LC394. Decode String¶

Problem Description¶

LeetCode Problem 394: Given an encoded string, return its decoded string.

The encoding rule is: k[encoded_string], where the encoded_string inside the square brackets is being repeated exactly k times. Note that k is guaranteed to be a positive integer.

You may assume that the input string is always valid; there are no extra white spaces, square brackets are well-formed, etc. Furthermore, you may assume that the original data does not contain any digits and that digits are only for those repeat numbers, k. For example, there will not be input like 3a or 2[4].

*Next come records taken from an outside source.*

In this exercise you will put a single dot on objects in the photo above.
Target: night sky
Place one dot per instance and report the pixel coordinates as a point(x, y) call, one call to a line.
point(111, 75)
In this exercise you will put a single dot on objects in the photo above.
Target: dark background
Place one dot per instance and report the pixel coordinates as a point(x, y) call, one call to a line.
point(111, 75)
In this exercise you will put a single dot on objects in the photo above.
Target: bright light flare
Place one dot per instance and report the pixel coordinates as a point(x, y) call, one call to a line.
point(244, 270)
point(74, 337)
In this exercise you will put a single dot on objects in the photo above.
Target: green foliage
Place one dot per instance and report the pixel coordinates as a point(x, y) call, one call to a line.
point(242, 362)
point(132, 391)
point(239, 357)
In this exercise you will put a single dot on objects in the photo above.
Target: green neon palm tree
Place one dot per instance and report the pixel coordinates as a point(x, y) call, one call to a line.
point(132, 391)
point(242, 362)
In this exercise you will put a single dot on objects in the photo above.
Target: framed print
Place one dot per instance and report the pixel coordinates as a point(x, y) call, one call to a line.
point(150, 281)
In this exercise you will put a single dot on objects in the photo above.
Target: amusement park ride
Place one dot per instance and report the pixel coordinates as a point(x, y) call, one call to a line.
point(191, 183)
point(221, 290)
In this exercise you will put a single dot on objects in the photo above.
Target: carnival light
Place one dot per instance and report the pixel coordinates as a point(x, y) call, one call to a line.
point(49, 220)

The test cases are generated so that the length of the output will never exceed 105.

Clarification¶

Go through encoded rule
Always have a valid input?
Only contains english letters, digits, and square brackets []?
So no 3a. Instead, 3[a]

Assumption¶

-

Solution¶

Approach - Stack¶

Uses a stack to handle nested patterns in the encoded string. It loops through the characters of the string,

when encountering open bracket [, push the current string and number onto the stack.
when encountering a closing bracket ], it pops the stack to retrieve the previous string and repeats the current string according to the last number, then concatenates it.
digits are processed to form numbers.
regular characters are appended directly to the current string.

Python

class Solution:
def decodeString(self, s: str) -> str:
    stack = deque()
    curr_string = ""
    curr_num = 0

    for c in s:
        if c == "[":
            stack.append(curr_string)
            stack.append(curr_num)
            curr_string = ""
            curr_num = 0
        elif c == "]":
            num = stack.pop()
            prev_string = stack.pop()
            curr_string = prev_string + curr_string * num
        elif c.isdigit():
            curr_num = curr_num * 10 + int(c)
        else:
            curr_string += c
    return curr_string

Complexity Analysis of Approach 1¶

Time complexity: \(O(n)\)
The algorithm processes each character in the input string exactly once, when \(n\) is the length of the input string. For stack pushing and pop, the time complexity is \(O(1)\). For string concatenation, it concatenates at most \(n\) letters, so the time complexity is within \(O(n)\).
Space complexity: \(O(m)\), where \(m\) is the size of the expanded string, which can be larger than \(n\) if there are many repeated segments.